Microphonics could possibly play a role if the chassis is mounted differently. Vibration could interact with the chassis and components differently then. However, York Audio's scenario had the cab separated in an iso room, so the chassis probably wasn't being vibrated at all.
 
I remember reading something back in the day about the way the tubes would vibrate a little in combo amps- as in, components in the tubes were vibrating relative to each other, etc. It seems like it would lead to pretty serious tube failures if they were really being shaken that hard, but who the heck knows.
Really interesting observations @York Audio ! Looking forward to seeing this thread continue!
 
But how decoupled is vibration with an amp head sitting on a half or full stack? WADR I don’t think the tube vibration thing passes the smell test.
 
not sure about changing the tone but I have a combo amp that suffers from tube rattle - they make some spring loaded pads that put pressure on the tubes, that supposedly fixes it (don't use it enough to pay $30+ for the spring kit).
 
Well this thing has been one heck of a wild ride. After swapping guts three times, I finally made a decision on which one I'm keeping regardless of the head/1x12 combo housing. I ended up taking them both out of their shells and comparing the circuit boards and it was interesting to see the differences between them. One has handwritten text and the other has printed. There are some different components throughout the amp with different values as well as some components found in one amp and not in the other. I'm wondering if the one I like is actually a prototype. Mesa's serial numbers say the first DC-5 is DC-1024, and the one I like is DC-0923.
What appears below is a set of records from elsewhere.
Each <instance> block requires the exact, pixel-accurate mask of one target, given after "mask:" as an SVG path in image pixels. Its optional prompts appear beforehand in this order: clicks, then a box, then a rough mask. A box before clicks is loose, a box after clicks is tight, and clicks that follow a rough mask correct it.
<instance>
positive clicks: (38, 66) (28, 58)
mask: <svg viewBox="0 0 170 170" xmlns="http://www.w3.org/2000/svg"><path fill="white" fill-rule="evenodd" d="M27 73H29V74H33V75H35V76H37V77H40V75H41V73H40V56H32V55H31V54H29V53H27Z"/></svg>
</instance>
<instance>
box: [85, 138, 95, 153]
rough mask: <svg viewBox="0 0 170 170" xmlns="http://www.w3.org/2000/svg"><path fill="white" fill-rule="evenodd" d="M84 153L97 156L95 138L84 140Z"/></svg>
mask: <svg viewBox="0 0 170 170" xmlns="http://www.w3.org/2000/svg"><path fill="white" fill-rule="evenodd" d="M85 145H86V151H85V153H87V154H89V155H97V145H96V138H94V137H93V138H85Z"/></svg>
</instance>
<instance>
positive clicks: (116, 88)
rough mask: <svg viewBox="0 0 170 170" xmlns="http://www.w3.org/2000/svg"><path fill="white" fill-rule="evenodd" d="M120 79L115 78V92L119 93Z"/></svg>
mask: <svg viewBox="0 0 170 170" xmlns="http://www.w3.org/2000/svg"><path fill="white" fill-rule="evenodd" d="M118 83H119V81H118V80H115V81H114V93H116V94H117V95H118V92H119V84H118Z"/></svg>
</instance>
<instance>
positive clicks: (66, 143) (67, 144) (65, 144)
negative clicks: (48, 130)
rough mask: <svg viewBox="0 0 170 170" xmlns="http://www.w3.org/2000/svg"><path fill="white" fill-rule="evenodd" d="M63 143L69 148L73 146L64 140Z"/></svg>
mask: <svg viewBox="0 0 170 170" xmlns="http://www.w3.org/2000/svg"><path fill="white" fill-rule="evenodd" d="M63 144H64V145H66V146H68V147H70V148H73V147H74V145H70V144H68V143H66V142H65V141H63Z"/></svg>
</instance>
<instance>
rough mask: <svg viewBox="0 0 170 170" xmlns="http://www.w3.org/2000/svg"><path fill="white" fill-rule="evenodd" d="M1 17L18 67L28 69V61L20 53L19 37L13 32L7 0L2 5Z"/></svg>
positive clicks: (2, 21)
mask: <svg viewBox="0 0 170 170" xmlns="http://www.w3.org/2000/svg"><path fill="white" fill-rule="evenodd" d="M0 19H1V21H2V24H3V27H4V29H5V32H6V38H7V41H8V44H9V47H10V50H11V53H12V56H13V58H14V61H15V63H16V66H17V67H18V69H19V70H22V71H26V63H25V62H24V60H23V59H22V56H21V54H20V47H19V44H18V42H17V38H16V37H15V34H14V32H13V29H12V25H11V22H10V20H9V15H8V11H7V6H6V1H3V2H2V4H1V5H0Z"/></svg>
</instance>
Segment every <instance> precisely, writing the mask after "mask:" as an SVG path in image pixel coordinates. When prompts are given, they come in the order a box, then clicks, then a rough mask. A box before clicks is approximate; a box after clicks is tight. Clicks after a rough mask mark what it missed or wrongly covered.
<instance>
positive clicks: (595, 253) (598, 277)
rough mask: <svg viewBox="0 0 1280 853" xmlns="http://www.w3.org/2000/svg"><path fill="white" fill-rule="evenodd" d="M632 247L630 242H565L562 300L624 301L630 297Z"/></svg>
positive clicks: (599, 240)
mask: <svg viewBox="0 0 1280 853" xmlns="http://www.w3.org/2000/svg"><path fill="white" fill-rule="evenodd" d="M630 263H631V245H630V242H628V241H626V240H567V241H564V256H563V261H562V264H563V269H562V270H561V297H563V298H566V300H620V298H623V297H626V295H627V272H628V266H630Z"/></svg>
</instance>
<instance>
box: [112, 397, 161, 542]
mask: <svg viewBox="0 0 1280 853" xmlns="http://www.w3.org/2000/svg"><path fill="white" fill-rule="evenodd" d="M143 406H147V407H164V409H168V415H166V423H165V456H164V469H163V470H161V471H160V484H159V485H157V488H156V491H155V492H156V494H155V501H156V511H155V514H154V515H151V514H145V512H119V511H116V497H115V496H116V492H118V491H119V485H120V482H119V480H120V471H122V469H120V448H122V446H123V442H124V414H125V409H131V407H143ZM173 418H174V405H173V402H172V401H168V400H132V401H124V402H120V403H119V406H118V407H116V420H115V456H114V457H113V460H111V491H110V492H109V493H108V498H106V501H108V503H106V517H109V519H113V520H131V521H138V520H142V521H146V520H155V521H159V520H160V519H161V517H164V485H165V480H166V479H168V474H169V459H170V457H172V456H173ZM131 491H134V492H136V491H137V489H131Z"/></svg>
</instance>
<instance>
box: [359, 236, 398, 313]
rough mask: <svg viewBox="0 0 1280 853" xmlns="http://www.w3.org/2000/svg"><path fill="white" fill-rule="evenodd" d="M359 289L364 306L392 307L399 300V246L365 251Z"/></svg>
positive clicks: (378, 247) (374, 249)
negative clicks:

As far as the tone being different depending on which box the guts are in, I noticed that I always liked the head which is positioned on top of the combo and think it may have something to do with the amp's physical proximity to my power unit. That's the only thing I can think of. Thankfully, I put the one I like in the 1x12 housing with no speaker and it's sounding pretty fantastic! Well, the Lead channel is fantastic... the clean channel on this one sounds like a 2-channel Dual Rec's clean. I'm gonna see if putting a 12at7 in one of the preamp slots makes it any better. The clean channel on the other head is gorgeous, but the Lead channel has so much gain it's almost unusable past 3.
 
But how decoupled is vibration with an amp head sitting on a half or full stack? WADR I don’t think the tube vibration thing passes the smell test.
That was my impression as well when I came across that. Hot tubes are pretty fragile too.
 
Makes total sense to me. I had a Carment Ghia 1X12 and made a head shell and separate speaker cabinet. The head and cab did sound "better" than the combo. Don't get me wrong, the combo sounded great. The head and cab just felt different in a good way.
 
Contact Bob at sourmash guitar cabs. I had him build multiple head shells for me when I converted amps from combo to head. He did a fantastic job. All you have to do is send him the measurements.Great pricing and quick turnaround. Just checked my old emails. Less than 200 for the build.